В настоящее время массового поражения ветряной оспой среди взрослого населения не наблюдается. Большинство взрослых людей получили иммунитет в детском возрасте. Дети очень легко переносят заболевание, не подвергаясь острым проявлениям болезни и без развития осложнений.
Карантин при ветрянке, являясь препятствием для распространения ветряной оспы среди детей, приводит к взрослению части населения без иммунитета. В дальнейшем, если заражение происходит в зрелом возрасте, ветрянка для них может стать причиной инвалидности и тяжелых последствий для организма.
Это могут быть следующие болезни:
- менингит, энцефалит;
- пиодермия, гнойные язвы;
- миокардит, лимфаденит;
- сепсис и прочие системные заболевания.
Таким образом, несмотря на то что ограничение контактов в среде обнаружения инфекции прописано в СанПин по ветряной оспе, это подвергается сомнению современными специалистами.
Во многих странах мира не устанавливаются ограничения для контактов с зараженным ветрянкой ребенком для того, чтобы дать возможность переболеть всем детям с нормальным иммунитетом.
Как определить ветряную оспу
Главными признаками ветряной оспы выступают высыпания и высокая температура. Но это только острые проявления, которые возникают на этапе окончания инкубационного периода.
На лице или волосяной части головы появляются розовые пятна, которые при надавливании не изменяют цвет. Ребенок становится вялым и неактивным. У него снижается аппетит, а также теряется сон.
Сколько дней длится карантин по ветрянке
При выявлении сыпи и повышении температуры до 39 С больного помещают в карантин. Если такой ребенок обнаружен в группе детсада, то его осматривает медработник и сообщает о подозрении на ветряную оспу родителям.
СанПин предусматривает изоляцию всех контактировавших детей с 11-го по 21-й день.

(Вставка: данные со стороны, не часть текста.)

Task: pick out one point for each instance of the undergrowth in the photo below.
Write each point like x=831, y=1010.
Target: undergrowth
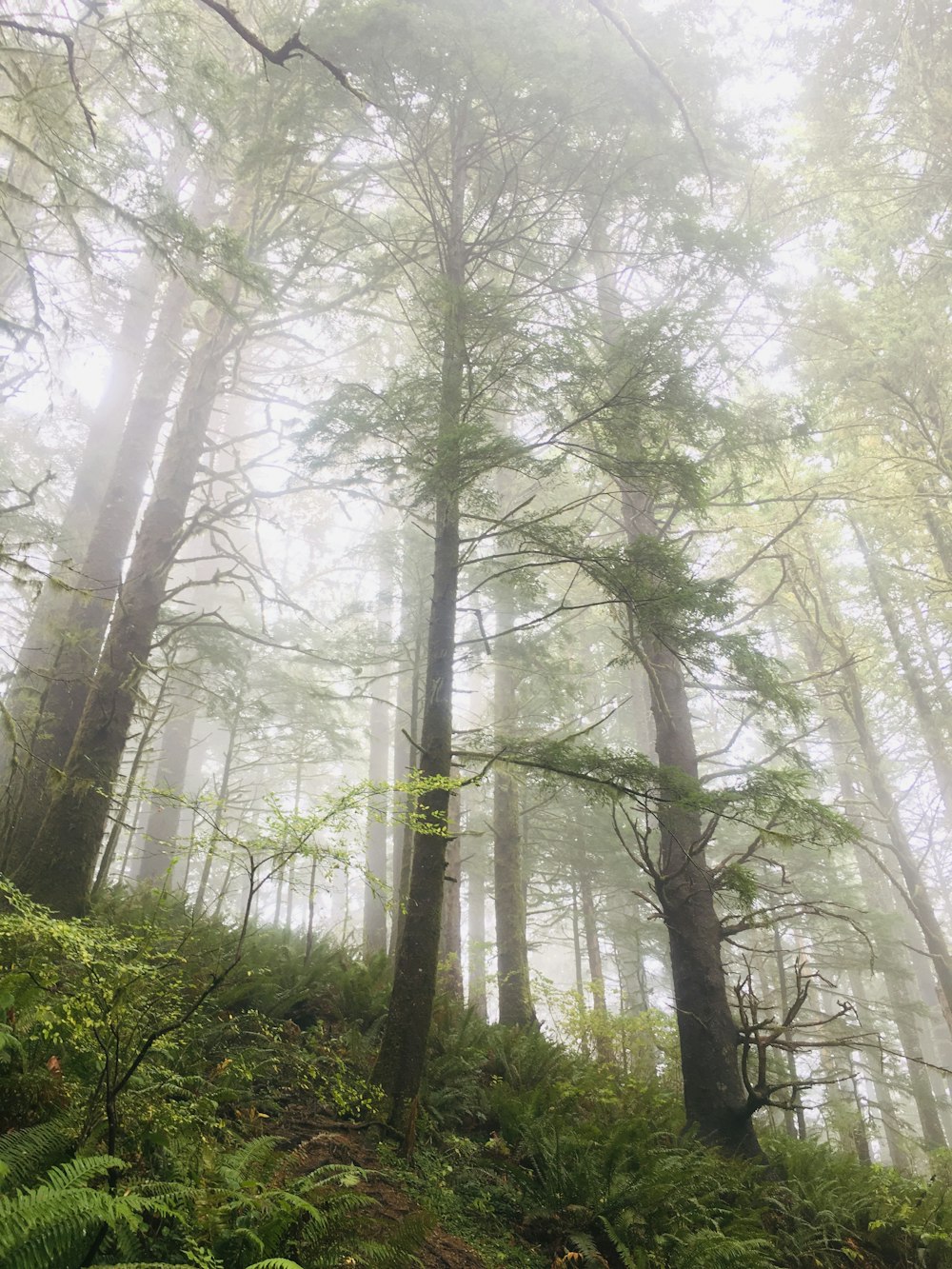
x=528, y=1150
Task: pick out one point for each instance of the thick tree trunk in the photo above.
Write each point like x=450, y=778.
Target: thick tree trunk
x=715, y=1100
x=56, y=869
x=86, y=622
x=50, y=620
x=106, y=860
x=403, y=1051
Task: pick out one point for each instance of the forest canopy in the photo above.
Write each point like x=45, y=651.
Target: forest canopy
x=474, y=513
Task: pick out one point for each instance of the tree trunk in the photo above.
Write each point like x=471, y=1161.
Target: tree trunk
x=166, y=816
x=451, y=934
x=715, y=1100
x=476, y=928
x=112, y=843
x=375, y=905
x=516, y=1006
x=403, y=1051
x=57, y=867
x=50, y=620
x=87, y=618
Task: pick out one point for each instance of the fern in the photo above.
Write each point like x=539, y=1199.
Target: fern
x=55, y=1225
x=29, y=1153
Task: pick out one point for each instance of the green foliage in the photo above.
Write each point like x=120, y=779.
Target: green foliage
x=55, y=1225
x=27, y=1153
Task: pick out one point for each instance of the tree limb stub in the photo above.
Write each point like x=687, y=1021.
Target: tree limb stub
x=292, y=47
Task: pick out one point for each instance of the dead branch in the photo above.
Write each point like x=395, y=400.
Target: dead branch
x=292, y=47
x=625, y=30
x=67, y=41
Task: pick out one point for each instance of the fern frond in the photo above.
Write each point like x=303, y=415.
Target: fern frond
x=276, y=1263
x=29, y=1153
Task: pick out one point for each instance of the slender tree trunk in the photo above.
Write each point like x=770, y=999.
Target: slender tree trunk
x=109, y=854
x=403, y=857
x=794, y=1117
x=451, y=943
x=223, y=799
x=87, y=618
x=476, y=928
x=57, y=867
x=914, y=891
x=577, y=947
x=516, y=1006
x=166, y=816
x=375, y=905
x=931, y=724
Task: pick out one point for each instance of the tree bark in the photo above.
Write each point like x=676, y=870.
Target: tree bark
x=375, y=906
x=166, y=816
x=57, y=867
x=50, y=620
x=516, y=1008
x=87, y=618
x=715, y=1100
x=403, y=1051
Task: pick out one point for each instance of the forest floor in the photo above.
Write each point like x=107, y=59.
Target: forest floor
x=319, y=1140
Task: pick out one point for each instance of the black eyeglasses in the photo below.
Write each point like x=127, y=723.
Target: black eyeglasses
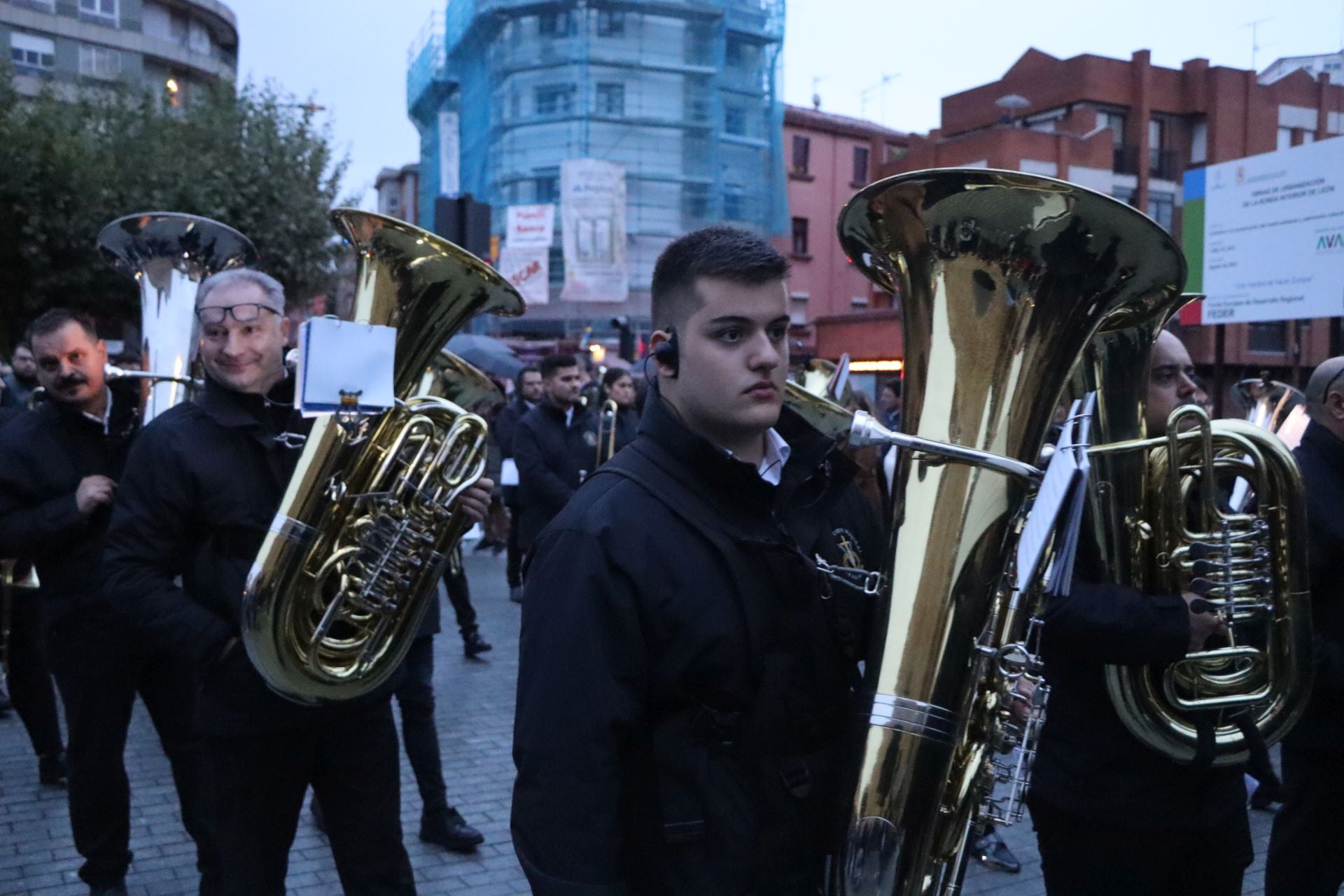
x=244, y=312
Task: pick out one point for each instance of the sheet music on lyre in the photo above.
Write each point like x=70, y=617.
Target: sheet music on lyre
x=1057, y=514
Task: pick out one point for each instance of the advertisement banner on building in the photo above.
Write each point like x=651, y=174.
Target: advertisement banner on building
x=1265, y=235
x=593, y=232
x=449, y=155
x=530, y=226
x=530, y=272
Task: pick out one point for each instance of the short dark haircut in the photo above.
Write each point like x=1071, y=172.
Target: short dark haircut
x=718, y=253
x=54, y=318
x=553, y=363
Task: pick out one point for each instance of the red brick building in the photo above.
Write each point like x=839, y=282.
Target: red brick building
x=828, y=159
x=1129, y=130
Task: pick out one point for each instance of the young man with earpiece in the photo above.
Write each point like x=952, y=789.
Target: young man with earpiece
x=687, y=673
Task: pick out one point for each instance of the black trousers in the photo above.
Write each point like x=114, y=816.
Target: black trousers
x=258, y=785
x=100, y=666
x=1306, y=855
x=416, y=697
x=1081, y=858
x=460, y=596
x=31, y=688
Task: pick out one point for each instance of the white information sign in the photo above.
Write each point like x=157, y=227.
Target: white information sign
x=530, y=272
x=530, y=226
x=1275, y=235
x=593, y=232
x=449, y=155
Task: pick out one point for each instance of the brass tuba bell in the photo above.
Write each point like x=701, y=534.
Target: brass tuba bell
x=369, y=522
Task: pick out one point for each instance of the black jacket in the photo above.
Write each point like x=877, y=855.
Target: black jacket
x=679, y=665
x=198, y=498
x=1088, y=762
x=1322, y=460
x=552, y=457
x=43, y=456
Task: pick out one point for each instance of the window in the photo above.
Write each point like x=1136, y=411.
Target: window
x=554, y=24
x=1116, y=121
x=610, y=23
x=547, y=188
x=1160, y=207
x=800, y=235
x=101, y=8
x=860, y=164
x=802, y=150
x=736, y=120
x=610, y=99
x=1269, y=337
x=554, y=99
x=100, y=62
x=31, y=51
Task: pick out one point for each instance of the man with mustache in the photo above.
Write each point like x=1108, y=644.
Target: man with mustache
x=59, y=468
x=687, y=668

Кроме того, прекращается прием новых и временно отсутствующих детей, которые не прививались от этого заболевания и не перенесли его ранее, а значит, не имеют иммунитета. Дети из группы, в которой зарегистрированы случаи заболевания, не допускаются к участию в массовых мероприятиях заведения, также запрещено переводить их в другие группы.
Меры профилактики по ветрянке
Герпес имеет контагиозные свойства только при попадании на слизистые оболочки, но вне организма человека он быстро разрушается. Особенно негативно на него воздействует движущийся свежий воздух, ультрафиолетовое облучение и нагревание.
В соответствии с нормами СанПин, при выявлении признаков ветряной оспы у одного из членов группы выполняются следующие действия:
- больной изолируется от коллектива на срок карантина, который составляет 21 день;
- в помещении проводится сквозное проветривание не менее 4 раз в день;
- дважды в день проводится влажная уборка помещений с применением дезинфицирующих средств;
- проводится дезинфекция воздуха с помощью ультрафиолетовых ламп;
- из обихода исключаются мягкие игрушки;
- игрушки, сделанные из других материалов, ежедневно обрабатываются горячей водой с моющими средствами.
Возвращение больного из карантина в детский сад после ветрянки возможно по истечении пяти суток после обнаружения последнего свежего элемента сыпи. Но специалисты рекомендуют продолжить восстановительный период на 1-2 недели в домашних условиях.
Регулярное увлажнение не имеет прямого влияния на вирусы Зостер, но позволяет повысить сопротивляемость человеческого организма. Влажность воздуха в группе должна составлять 50-70 %, что поддерживает оптимальное состояние местного иммунитета у детей. Выглядит это следующим образом.
При нормальном увлажнении слизистых рта и носоглотки у ребенка вырабатывается слизь, которая препятствует попаданию микроорганизмов непосредственно на эпителий. При постоянном удалении части слизи из носа происходит избавление от множества вирусов. Если в комнате сухой и жаркий воздух, слизь пересыхает, поэтому доступ к тканям, где активируется ветрянка, становится открыт.
Следует помнить, что методы гигиены также имеют большое значение в профилактике ветряной оспы. Чистота рук станет надежной преградой для распространения болезни между контактными людьми. Ведь зараженные ветрянкой дети, кашляющие и чихающие в ладони, затем могут перенести вирусы на слизистые других малышей при игре и активном общении.
Четкое соблюдение правил, прописанных в СанПин по ветряной оспе, дает гарантию на препятствие возникновения эпидемий в детских учреждениях.